Well that was today.... The appointment went well and it was suggested because his flat head is so bad, that we are going to try the helmet. We should get an appointment for his head to be measured up then get the helmet within the next couple of weeks. I was concerned that it may be too late as he is over 14 months old now, but the neurosurgeon said it is best to try it than not to do anything at all. And he is right, that is the way I feel also. I just wish it all happened sooner for numerous reasons, firstly because it would most likely have had better results faster and secondly now he has to wear the helmet through Summer. He is such a hot sweaty boy at the best of times, so this is just going to make him stinking hot. Hopefully he will adjust to it quickly. He needs to wear it for 23 hours a day but he can take it off when we go swimming or the beach and when he is in the sun, so that is ok. So my Bubbaboo is going to be a helmet head, it will all be worth it in the long term and if it doesn't work, well I can at least tell him that we tried.

Tuesday, November 2, 2010

I DID IT!!






Ta Daaah! (It looks a bit muddy because it is still bleeding a bit)
And the most painful thing was having to listen to extra heavy metal being played full blast in the tattoo shop! No ok it did hurt a bit but it wasn't really that bad. It's actually hurting more now than when it was being done.
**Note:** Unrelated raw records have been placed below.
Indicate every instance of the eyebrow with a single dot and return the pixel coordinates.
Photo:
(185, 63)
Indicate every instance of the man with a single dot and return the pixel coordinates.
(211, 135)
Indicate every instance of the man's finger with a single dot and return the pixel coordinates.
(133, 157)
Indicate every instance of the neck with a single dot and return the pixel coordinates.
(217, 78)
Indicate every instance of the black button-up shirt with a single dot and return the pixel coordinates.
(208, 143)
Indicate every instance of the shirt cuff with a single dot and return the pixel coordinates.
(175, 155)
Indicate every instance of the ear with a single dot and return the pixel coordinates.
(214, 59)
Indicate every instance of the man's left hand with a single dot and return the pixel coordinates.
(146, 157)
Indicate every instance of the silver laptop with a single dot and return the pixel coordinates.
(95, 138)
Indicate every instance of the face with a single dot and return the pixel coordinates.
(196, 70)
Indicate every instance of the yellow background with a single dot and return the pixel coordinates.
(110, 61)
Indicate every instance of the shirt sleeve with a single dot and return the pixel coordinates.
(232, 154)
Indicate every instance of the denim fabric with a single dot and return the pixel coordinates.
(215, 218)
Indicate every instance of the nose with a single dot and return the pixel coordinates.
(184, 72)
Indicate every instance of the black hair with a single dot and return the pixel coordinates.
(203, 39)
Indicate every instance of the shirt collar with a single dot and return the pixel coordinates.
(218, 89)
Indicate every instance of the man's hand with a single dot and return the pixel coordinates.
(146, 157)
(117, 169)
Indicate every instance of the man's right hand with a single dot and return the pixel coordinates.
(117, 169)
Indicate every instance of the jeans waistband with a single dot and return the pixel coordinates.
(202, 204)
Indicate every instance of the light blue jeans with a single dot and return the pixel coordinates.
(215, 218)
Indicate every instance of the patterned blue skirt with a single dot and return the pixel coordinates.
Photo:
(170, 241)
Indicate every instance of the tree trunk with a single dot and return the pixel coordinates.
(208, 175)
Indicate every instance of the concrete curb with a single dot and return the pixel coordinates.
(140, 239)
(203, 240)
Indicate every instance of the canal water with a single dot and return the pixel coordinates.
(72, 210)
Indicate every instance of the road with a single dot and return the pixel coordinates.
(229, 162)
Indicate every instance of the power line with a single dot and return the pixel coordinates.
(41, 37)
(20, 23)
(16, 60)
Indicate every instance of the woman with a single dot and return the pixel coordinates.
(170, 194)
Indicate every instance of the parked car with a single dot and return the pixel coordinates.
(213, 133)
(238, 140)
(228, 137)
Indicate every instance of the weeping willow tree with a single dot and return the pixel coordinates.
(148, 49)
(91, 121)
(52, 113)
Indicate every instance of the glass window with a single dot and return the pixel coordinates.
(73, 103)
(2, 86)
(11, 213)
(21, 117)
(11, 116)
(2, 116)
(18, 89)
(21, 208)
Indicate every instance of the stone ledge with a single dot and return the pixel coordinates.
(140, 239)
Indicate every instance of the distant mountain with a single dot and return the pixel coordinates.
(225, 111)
I think it's obvious what it represents.
What do you think?

Saturday, October 30, 2010

Fun, Fun, Fun in the Sun.







And this is what I love about the weather getting warmer but what makes me the happiest is that Bubbaboo loves the beach. He would bum shuffle his way into the surf in a flash if I let him. He is a bit too confident in the water. I am looking forward to many more great days like today with my boy. We had a great day today, so I just had to share our precious moment.